TOKYO, Aug 2 – Toyota said Friday net profit almost doubled to a record $5.64 billion for the three months to June, and said it was on track to produce over 10 million vehicles worldwide this year.
The world’s biggest automaker has ramped up its bid to tap emerging markets while key US demand has also been on the upswing, helping Toyota to book ever-increasing profits over the last year.
The Camry and Corolla maker tripled its net profit in the past fiscal year with a slump in the yen helping Japanese manufacturers’ bottom line.
The yen, which has lost about 20 percent of its value on the dollar since November, has boosted Japanese firms’ competitiveness overseas and jacked up the value of their repatriated foreign income.
However Toyota’s domestic rivals Nissan and Honda posted mixed results in the quarter, with Honda’s earnings slipping 7.0 percent as it hiked spending on a major expansion, while Nissan’s net profit jumped 14 percent in the April-June quarter.

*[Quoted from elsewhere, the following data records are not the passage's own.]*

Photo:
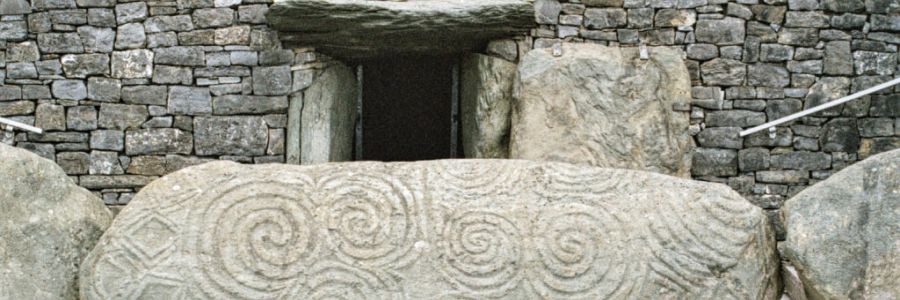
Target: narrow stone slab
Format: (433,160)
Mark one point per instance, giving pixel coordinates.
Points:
(455,229)
(354,29)
(485,100)
(843,234)
(47,226)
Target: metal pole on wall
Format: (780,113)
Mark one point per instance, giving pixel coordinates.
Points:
(821,107)
(20,125)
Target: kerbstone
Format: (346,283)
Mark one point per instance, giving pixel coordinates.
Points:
(564,103)
(49,225)
(848,253)
(527,224)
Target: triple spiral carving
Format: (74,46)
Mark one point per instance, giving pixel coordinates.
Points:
(372,219)
(573,243)
(255,240)
(482,253)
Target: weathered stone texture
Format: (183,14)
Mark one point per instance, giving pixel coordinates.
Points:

Nissan, Japan’s number-two automaker, said sales in North America soared, but it also warned that demand in China, the world’s biggest car market, tumbled while recession-riddled Europe was also weak.

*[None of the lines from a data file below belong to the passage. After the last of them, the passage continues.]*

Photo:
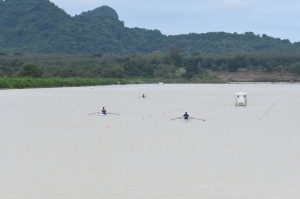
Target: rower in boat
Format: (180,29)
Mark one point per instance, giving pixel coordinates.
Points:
(186,116)
(103,111)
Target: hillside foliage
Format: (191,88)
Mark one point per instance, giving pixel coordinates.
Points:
(41,27)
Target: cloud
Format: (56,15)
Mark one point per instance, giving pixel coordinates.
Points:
(234,6)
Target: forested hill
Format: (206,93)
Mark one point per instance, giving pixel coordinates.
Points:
(39,26)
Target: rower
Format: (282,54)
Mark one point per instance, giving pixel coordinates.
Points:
(186,116)
(103,111)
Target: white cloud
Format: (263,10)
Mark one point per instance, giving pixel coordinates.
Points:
(235,6)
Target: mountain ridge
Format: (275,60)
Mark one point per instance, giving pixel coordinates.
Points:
(41,27)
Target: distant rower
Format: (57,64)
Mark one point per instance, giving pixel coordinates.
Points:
(186,116)
(103,111)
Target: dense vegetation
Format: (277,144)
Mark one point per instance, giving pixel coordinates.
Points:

On Friday, Toyota said it also saw its European market decline in the quarter as Asian sales slipped.
But North America helped make up the shortfall along with strong demand in emerging markets in Central and South America as well as Africa, it added.
Toyota said it earned 562.19 billion yen ($5.64 billion) in the quarter on sales of 6.25 trillion yen, which were up 13.7 percent from a year earlier.
Profit “increased due to the impact of foreign exchange rates and our global efforts for profit improvement, through cost reduction activities,” Managing Officer Takuo Sasaki said in a statement.
Looking forward, Toyota said it expected to pump out a record 10.12 million vehicles this calendar year, after it overtook General Motors in 2012 to regain the title of world’s biggest automaker.
Toyota did not specifically address China, but sales in the country were dented in the wake of a flare-up in a territorial dispute between Tokyo and Beijing last year which sparked a consumer boycott of Japanese brands in China.
Despite the China troubles, Japanese industry has benefited from the big-spending and easy-money policies of Prime Minister Shinzo Abe, with huge monetary easing measures from the premier’s hand-picked team at the Bank of Japan helping push down the yen.
The nation’s manufacturers are eyeing a pickup in domestic demand ahead of planned sales tax hikes that would double the rate to 10 percent over the next couple of years. However, Abe’s government is mulling whether to go ahead with the plan amid fears it could hurt his economy-boosting efforts.
Also Friday, Toyota said it expects a net profit of 1.48 trillion yen for the fiscal year to March on sales of 24 trillion yen.
That was up from an earlier forecast of a 1.37 trillion yen profit on sales of 23.5 trillion yen.
Toyota shares closed up 3.37 percent to 6,430 yen in Tokyo on Friday before its results were released.